E se você analisar bem, perceberá que uma das grandes transformações que acontecem está na sua capacidade de amar. Aliás, até então você acreditava saber o que é isso, mas talvez só descubra o real significado desse sentimento quando segura seu filho nos braços pela primeira vez. É uma necessidade de proteger, de cuidar, de sentir seu cheirinho, de colocar sob as asas… Então acontece algo mágico, quase automático: por desejar que ele seja feliz, que viva em um mundo que o acolha, você passa a estender os limites do seu amor. Olha uma outra criança, e também quer que ela tenha oportunidades, como as que seu filho tem.
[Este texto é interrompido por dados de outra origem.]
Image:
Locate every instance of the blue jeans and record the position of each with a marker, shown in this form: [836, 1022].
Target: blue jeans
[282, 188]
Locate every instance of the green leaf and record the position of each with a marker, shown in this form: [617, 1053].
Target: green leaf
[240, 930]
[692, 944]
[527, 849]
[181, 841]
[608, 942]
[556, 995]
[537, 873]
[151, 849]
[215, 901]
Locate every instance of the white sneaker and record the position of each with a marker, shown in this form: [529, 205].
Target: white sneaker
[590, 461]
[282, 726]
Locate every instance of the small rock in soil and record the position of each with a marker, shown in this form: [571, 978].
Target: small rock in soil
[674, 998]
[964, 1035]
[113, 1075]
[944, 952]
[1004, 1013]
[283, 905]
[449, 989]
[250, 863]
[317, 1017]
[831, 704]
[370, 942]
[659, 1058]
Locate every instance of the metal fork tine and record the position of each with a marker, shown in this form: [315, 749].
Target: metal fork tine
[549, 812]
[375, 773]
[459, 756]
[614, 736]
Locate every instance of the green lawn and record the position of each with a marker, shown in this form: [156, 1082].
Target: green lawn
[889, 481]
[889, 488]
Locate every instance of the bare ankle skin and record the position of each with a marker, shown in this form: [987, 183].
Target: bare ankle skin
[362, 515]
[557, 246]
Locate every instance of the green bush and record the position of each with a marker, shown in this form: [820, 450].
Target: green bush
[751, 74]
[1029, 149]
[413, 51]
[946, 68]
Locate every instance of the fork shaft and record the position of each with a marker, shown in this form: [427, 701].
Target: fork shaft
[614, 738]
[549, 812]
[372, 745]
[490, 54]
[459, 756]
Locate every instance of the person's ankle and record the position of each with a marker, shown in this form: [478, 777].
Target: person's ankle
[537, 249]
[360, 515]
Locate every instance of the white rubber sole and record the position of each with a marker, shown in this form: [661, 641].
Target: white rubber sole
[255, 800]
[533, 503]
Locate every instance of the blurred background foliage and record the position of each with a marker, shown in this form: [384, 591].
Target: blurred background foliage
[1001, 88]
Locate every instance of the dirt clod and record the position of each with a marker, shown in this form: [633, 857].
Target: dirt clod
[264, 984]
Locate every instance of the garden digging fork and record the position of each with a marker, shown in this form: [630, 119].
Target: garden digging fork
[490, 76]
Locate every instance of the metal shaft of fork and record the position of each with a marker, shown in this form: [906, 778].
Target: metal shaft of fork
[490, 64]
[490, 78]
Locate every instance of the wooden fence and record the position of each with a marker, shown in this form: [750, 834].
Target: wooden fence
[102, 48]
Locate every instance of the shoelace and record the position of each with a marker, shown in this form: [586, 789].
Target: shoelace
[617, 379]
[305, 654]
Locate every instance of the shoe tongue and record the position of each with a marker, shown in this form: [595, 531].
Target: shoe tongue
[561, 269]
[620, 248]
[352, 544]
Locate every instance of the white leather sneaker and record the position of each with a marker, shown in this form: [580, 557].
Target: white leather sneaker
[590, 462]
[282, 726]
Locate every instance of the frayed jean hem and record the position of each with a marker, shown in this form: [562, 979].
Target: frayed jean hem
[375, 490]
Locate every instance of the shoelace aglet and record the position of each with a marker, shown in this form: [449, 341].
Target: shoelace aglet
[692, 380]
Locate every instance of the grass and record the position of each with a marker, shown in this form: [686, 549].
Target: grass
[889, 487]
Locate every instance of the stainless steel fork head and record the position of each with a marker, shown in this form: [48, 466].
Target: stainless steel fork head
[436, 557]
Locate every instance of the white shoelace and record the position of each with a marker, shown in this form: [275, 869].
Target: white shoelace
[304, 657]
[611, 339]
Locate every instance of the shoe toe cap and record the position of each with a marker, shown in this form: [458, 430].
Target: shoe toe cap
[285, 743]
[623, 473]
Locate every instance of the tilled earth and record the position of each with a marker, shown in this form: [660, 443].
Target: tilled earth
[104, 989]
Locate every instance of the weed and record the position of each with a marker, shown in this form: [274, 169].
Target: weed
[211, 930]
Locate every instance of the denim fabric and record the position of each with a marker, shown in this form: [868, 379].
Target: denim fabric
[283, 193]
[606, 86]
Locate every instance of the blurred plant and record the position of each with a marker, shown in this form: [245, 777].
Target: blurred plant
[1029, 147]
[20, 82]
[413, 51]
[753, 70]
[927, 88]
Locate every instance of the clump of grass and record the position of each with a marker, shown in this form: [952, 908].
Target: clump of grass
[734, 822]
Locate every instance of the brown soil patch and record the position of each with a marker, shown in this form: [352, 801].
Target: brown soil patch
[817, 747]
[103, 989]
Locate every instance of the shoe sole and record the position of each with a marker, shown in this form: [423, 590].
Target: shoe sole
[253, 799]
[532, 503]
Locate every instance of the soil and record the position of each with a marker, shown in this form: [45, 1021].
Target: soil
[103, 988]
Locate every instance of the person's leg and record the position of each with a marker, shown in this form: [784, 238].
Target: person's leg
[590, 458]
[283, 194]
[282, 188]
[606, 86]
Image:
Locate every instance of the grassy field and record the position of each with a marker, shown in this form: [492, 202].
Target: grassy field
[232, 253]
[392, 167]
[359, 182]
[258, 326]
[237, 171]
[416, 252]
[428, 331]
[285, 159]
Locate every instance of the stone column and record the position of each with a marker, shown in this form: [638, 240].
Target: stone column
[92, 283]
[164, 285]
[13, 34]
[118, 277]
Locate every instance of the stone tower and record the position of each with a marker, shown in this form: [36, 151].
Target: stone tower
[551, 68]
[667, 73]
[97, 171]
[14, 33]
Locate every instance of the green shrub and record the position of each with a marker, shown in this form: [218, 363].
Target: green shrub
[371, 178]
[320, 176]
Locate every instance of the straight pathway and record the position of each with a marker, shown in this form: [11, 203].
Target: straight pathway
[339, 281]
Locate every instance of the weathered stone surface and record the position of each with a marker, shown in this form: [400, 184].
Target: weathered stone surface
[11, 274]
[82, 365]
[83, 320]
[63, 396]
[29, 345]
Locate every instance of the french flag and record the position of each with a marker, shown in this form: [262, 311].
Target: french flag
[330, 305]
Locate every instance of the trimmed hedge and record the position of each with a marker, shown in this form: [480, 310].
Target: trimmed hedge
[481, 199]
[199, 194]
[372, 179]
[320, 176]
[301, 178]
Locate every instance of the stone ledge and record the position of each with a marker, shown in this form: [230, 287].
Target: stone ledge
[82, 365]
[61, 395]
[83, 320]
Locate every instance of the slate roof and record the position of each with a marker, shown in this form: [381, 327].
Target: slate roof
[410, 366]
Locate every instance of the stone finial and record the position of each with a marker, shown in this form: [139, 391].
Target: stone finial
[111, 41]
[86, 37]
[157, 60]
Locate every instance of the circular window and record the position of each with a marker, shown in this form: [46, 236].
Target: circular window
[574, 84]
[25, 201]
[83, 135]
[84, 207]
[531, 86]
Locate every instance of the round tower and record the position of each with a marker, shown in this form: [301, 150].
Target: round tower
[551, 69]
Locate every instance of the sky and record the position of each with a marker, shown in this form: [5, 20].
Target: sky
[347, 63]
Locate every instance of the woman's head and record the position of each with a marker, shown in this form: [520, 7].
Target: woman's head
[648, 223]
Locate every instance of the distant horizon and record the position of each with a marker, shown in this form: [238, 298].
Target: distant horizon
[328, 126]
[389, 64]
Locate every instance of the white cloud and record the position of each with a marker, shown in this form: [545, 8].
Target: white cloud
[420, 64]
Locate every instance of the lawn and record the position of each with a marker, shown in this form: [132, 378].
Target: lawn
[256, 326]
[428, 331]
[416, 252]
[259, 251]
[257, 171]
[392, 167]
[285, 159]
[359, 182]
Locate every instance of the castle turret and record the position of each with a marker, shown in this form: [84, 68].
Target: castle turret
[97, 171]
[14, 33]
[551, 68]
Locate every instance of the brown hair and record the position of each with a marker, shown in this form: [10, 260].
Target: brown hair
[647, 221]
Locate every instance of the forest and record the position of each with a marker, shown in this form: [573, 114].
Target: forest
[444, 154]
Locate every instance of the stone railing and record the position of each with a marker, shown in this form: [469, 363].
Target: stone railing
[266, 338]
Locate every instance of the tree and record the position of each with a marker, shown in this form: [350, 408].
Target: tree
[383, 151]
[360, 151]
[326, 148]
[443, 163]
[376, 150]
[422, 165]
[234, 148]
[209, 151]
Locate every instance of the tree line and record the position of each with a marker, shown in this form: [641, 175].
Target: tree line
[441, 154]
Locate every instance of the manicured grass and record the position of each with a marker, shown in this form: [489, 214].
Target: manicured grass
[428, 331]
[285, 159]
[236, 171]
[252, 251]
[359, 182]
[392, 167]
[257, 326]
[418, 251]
E se não doía olhar um pequeno nas ruas, pedindo o que comer, passa a cortar o coração, principalmente quando é seu filho quem aponta: “mas ele não tem pai, não tem mãe, não tem casa?”. Como explicar que é exatamente isso?

Confesso que a maternidade me fez enxergar o mundo em suas maiores belezas, mas também em suas piores dores. Filmes que retratam crianças sofrendo, eu já não consigo assistir (parece exagero? Pois eu não tenho conseguido mesmo – paro na metade, com aquela sensação de que, infelizmente, a ficção é apenas uma pequena fração do que acontece na realidade); notícias de famílias em países de guerra, fugindo sem destino, e muitas vezes perdendo entes queridos no caminho me fazem sentir uma tristeza profunda. Por outro lado, passei a entender melhor o que motiva pessoas comuns a dedicarem suas vidas a uma causa, um projeto social, não importa seu tamanho.

No fundo, é quase impossível que um filho seja feliz em um mundo de tanto sofrimento. E fazendo um pouco pelo outro, pelo filho do vizinho, do amigo, ou do desconhecido – que merece uma infância tão feliz quanto a de qualquer outro pequeno – é que as coisas serão diferentes.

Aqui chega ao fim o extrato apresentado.